The price, Calgary Flames general manager Brad Treliving admitted, was steep.
But the purchase was worth it.
Treliving managed to reel in defenceman Dougie Hamilton hours before the start of the 2015 NHL Draft, flipping Calgary’s top pick (No. 15), alongside picks No. 45 and 53, to the Boston Bruins.
“Any time you’re doing a deal of this magnitude, there’s a lot of work that goes into it,” Treliving said. “Donnie’s a class man and did a real good job and got a real good deal for his team. It was a steep price. Any time you start talking about first round picks in a deep draft, multiple picks, I think Don [Sweeney] did himself and his team real well. For us, we’re looking at a recently turned 22 year old, right shot defenseman, 6-foot-5, who can move the puck, think, and skate, which we think are critical components in this game.
“I look at Donnie right now. He’s picking 13, 14, 15 and has three seconds. I get it. Those are good assets. We coveted this player and we were prepared to do it.”
Hamilton, the ninth pick in the 2011 NHL Draft by the Bruins, established new career highs and led all Bruins defencemen with 10 goals, 32 assists and 42 points this season.
Hamilton joins a defence that already boasts TJ Brodie, Dennis Wideman, Kris Russell, and captain Mark Giordano.
Giordano finished sixth in Norris voting after establishing new career highs in assists (37) and points (48), despite missing 21 games due to injury. Wideman’s 15 goals and 56 points were also career bests as the 32-year-old blueliner finished fourth in scoring amongst defencemen. Russell’s 283 shot blocks led the National Hockey League. Brodie set new career totals with 11 goals and 41 points, too.
It’s defence, Treliving declared, that wins.
“I look at our team right now with Giordano, Brodie, Russell, Wideman, (Deryk) Engelland, (Ladislav) Smid and adding Dougie Hamilton to that mix, I like that defence,” he said. “It’s critical to build your team from the defence side. You look at the playoffs, you look at the Stanley Cup Champions, you look at the Tampa Bay Lightning. They were playing in the Finals. As wide open as our game is, in today’s game, you need to defend you need to be able to exit your zone.
“When we looked at Dougie, this is an age group asset for us.
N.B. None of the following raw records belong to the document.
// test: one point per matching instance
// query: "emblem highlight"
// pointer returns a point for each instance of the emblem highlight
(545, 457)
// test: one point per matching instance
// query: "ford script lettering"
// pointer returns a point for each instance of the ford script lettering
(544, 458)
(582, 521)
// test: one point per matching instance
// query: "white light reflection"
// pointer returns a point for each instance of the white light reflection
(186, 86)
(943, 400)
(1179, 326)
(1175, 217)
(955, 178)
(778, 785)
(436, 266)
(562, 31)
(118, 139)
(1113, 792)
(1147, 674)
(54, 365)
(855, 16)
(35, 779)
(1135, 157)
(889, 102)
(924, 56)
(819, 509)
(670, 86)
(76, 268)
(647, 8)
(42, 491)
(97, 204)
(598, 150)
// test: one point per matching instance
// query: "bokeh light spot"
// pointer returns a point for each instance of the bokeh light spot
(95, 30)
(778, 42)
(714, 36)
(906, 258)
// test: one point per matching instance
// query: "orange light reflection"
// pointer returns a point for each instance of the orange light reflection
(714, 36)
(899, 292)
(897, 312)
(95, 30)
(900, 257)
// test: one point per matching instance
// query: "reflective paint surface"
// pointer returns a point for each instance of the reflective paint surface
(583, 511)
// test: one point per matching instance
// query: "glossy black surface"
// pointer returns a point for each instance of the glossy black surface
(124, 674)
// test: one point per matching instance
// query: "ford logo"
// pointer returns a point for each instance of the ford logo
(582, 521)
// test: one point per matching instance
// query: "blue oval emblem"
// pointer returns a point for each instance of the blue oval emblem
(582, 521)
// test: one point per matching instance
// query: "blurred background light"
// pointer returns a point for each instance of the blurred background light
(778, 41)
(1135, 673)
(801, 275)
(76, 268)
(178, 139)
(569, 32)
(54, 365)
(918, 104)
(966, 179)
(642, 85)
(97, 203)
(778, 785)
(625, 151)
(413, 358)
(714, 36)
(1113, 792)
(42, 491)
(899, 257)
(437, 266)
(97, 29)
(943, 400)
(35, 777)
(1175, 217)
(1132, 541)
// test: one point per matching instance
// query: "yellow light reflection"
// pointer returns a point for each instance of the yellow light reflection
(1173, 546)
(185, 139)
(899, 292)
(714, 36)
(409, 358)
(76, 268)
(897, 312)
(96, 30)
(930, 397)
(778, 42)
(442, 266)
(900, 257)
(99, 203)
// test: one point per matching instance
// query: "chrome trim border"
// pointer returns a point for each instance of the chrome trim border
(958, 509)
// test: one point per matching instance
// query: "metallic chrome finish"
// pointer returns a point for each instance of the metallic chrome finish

This is a player that fits where we are going in Calgary. This is not a deviation in terms of the young players that we are building around. He adds to it. He’s in that peer group. The things that he does well. We talked about getting out of your own end. This player is able to retrieve pucks, exit the zone. His ability to deny entries, his ability to create offence with his passing, his legs, his ability to get shots on the net, we think this is a real good addition for us.”
The deal to acquire Hamilton came together quickly with both GM’s in close proximity.
But the foundation has been building for a while.
“We talked shortly after the season ended and we talked concepts,” Treliving said. “In recent days, it got going as we were in the same city. There was a push at the end. Looking at these deals, they are hard deals to make. There’s a lot of moving pieces. The last two to three days.
“This is a really good player that a lot of teams had interest in. You’re hopeful, but until you have the deal you don’t have the deal. When Don told me those words, I was pretty happy.”
The cost, though, steep, still leaves Calgary with six picks in the draft.
“We’ve still got a second round pick and six picks overall,” Treliving said. “Our cupboard is not bare. You’d like to have those scouts just not look at you with those faces right now, but we’ll try. We’re going to keep trying, but it’s tough to do that. We’ll see what we can do.
“We’re always looking, but it’s tough. We’ve still got some phone battery left, might as well use it and see if there is anything else out there.”